|COPE APPOINTED TO P&Z|
COUNCIL TENDS TO OLD & NEW BUSINESS 1-21-15 LMS
A hearing date for some past business was set at the January 21 meeting of the Salmon City Council.
A property exchange agreement has been in the works for some time between the city, Jock Slavin and Mike Beers. A Memorandum of Understanding was signed by the participating parties in October of 2013. The agreement has to do with property line rearrangements and ownership changes involving small strips of land near Monk Street and Snook Street. The purpose of the exchange is to allow the city to obtain land that contains a city sewer line, resolve an encroachment onto city property and to facilitate bringing Snook Street into proper width compliance. The MOU spells out each entity’s responsibilities.
City Attorney Fred Snook told the council that the next step is to set a date for a public hearing. After an official public hearing the council may decide whether or not to approve the arrangement. The second council meeting in February was selected. The hearing will begin at 6:15 in the Salmon Valley Center meeting room on February 18.
Mayor Leo Marshall proposed that Robert Cope be appointed to serve on the City Planning and Zoning Commission. As to qualifications Marshall cited Cope’s four years as a City Councilman and 14 years as Lemhi County Commissioner.
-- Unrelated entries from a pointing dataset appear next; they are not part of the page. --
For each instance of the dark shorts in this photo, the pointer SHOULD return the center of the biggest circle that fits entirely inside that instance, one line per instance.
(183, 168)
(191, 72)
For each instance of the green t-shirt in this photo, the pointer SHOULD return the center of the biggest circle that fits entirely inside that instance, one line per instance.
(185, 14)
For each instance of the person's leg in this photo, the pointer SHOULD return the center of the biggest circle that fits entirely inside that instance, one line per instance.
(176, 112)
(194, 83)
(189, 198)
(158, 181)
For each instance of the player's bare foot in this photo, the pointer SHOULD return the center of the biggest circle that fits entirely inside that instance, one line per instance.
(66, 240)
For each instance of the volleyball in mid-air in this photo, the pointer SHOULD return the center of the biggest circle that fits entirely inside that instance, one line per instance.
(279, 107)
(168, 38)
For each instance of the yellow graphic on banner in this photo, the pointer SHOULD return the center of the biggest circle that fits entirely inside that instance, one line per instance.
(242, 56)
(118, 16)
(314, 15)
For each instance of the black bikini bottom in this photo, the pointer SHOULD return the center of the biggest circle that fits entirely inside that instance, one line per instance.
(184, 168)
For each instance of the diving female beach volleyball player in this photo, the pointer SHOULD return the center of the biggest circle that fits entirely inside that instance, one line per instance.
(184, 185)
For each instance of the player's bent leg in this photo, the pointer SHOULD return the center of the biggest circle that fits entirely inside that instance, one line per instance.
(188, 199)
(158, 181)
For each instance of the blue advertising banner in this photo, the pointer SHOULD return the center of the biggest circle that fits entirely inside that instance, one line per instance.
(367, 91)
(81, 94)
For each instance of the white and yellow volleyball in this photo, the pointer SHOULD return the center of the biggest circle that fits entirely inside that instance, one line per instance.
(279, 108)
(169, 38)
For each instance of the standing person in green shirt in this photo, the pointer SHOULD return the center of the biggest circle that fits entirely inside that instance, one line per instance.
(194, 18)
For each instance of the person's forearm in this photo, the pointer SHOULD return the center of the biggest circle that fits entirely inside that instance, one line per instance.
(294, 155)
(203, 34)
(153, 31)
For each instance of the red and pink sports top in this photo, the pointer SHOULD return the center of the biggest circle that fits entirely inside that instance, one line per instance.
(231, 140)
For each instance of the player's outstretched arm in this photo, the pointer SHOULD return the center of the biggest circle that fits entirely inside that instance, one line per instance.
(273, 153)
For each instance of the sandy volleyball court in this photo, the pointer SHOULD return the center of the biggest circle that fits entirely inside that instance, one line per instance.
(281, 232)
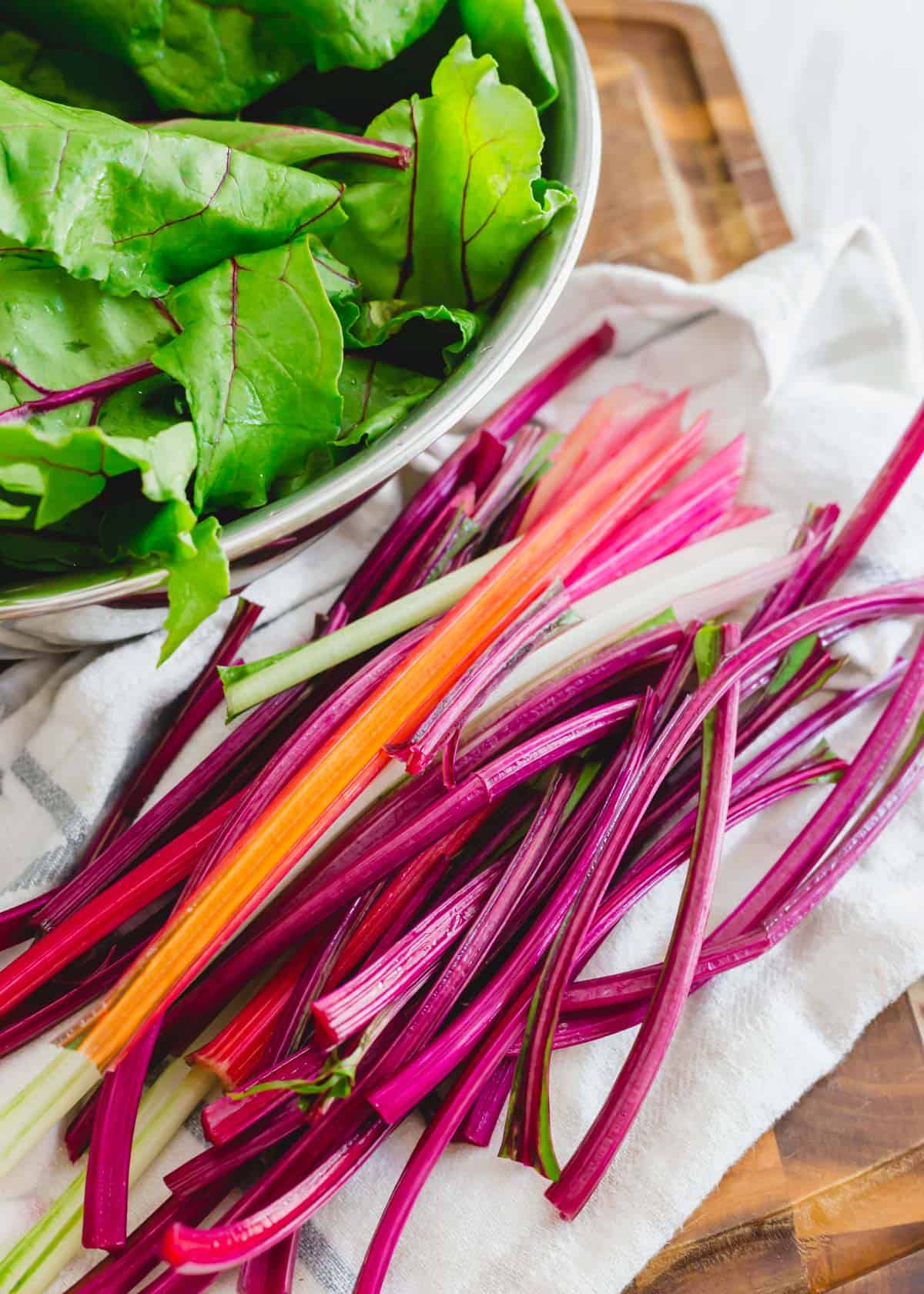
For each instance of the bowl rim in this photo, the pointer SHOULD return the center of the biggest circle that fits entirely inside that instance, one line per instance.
(522, 313)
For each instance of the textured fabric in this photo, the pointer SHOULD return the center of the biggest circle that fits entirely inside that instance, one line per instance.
(813, 352)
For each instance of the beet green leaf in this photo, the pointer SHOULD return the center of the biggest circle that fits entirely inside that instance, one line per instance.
(69, 75)
(214, 57)
(450, 230)
(514, 32)
(283, 142)
(376, 397)
(142, 211)
(259, 356)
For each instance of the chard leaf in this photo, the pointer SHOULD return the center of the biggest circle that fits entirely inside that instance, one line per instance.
(259, 356)
(514, 32)
(197, 568)
(57, 331)
(450, 330)
(283, 142)
(377, 396)
(369, 324)
(450, 228)
(142, 211)
(214, 57)
(791, 664)
(66, 468)
(69, 75)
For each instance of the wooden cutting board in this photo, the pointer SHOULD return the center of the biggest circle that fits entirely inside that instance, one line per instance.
(834, 1196)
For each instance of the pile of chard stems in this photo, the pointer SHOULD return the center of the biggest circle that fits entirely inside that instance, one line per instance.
(530, 716)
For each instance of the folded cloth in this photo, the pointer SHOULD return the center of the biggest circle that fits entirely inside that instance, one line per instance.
(812, 350)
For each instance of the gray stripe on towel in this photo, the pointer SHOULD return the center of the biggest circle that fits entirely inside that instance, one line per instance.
(55, 863)
(324, 1262)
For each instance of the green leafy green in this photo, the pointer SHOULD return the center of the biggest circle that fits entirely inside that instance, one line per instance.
(66, 468)
(214, 57)
(197, 568)
(377, 396)
(450, 228)
(142, 211)
(286, 337)
(791, 664)
(372, 324)
(57, 331)
(259, 356)
(336, 1079)
(277, 141)
(69, 75)
(514, 32)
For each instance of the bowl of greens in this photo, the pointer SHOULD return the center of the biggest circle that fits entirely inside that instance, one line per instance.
(255, 262)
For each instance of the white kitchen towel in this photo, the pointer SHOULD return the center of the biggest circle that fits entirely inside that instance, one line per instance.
(813, 352)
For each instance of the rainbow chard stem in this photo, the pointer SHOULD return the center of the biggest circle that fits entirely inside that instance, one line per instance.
(55, 1240)
(527, 1135)
(680, 964)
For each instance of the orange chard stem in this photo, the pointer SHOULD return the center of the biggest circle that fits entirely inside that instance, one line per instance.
(353, 756)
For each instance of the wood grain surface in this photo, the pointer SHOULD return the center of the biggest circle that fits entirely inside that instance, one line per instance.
(834, 1196)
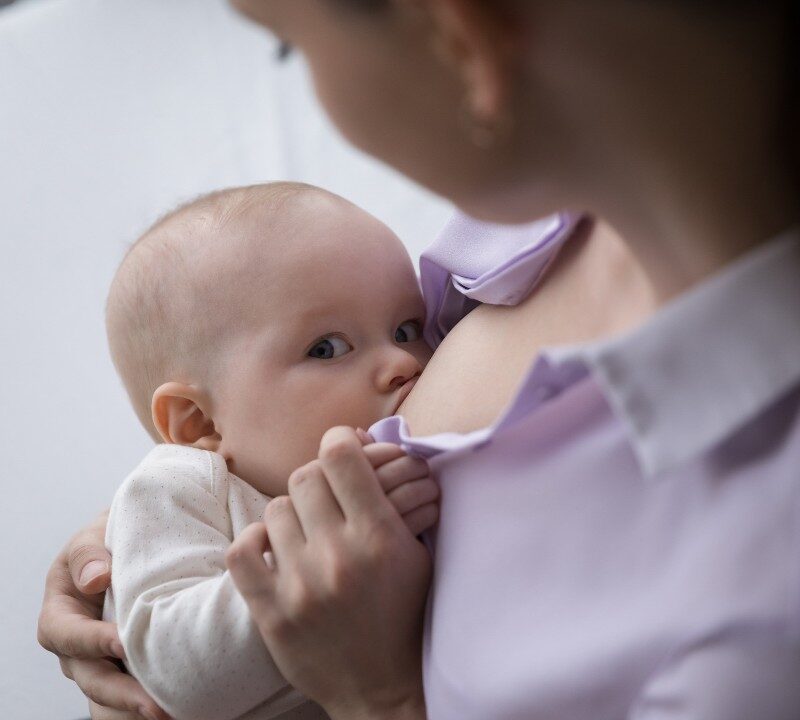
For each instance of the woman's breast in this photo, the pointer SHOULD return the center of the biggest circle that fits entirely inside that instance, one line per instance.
(473, 373)
(594, 290)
Council President Jim Baker said it would be very appropriate and made a motion to accept the proposed appointment. The motion passed on a four to two vote with Councilmen Ken Hill and Rob Jackson casting ‘no’ votes.
Following the vote, Councilman Jim Bockelman suggested that in the future current members of the P&Z Commission be asked their opinions before decisions about appointments are made.
The City Council has made repeated attempts to persuade the Idaho Transportation Department to lower the speed limit on State Highway 28 in the vicinity of City Park. All attempts have failed. Jim Bockelman now proposes that the city ask the highway department to widen the highway to include a turn lane in the middle. That way if the speed limit has to remain the same, a turn lane would at least make the road safer for drivers. As far as length of road widening he thinks the three lanes should extend from the old Lemhi Road to at least past the Sacajawea Center. He left the idea up to one of the council teams to pursue, or not.
The mayor informed council members of a training session sponsored by the city’s insurance carrier, the Idaho Counties Risk Management Program better known as ICRMP. It is an on-line training that takes about 15 minutes to complete and means a reduction of $2,500 in the city’s insurance premium if all members participate. The offer closes on January 27.
During the last public comment portion of the evening’s meeting Evalyn Bennett expressed her on-going concerns related to the proposed Whitewater Wave Park. She compared the proposed park to allowing a non-profit equestrian organization to take over City Park, turn it into an unsupervised world class competitive course thereby making permanent changes to a city owned and operated recreational facility, without asking for anyone’s permission. She said of course that would be unprecedented and that there would also be no assurance the non-profit entity would be responsible for future cost and maintenance of the facility.
The next meeting of the Salmon City Council is February 4 beginning at 6PM in the Salmon Valley Center meeting room.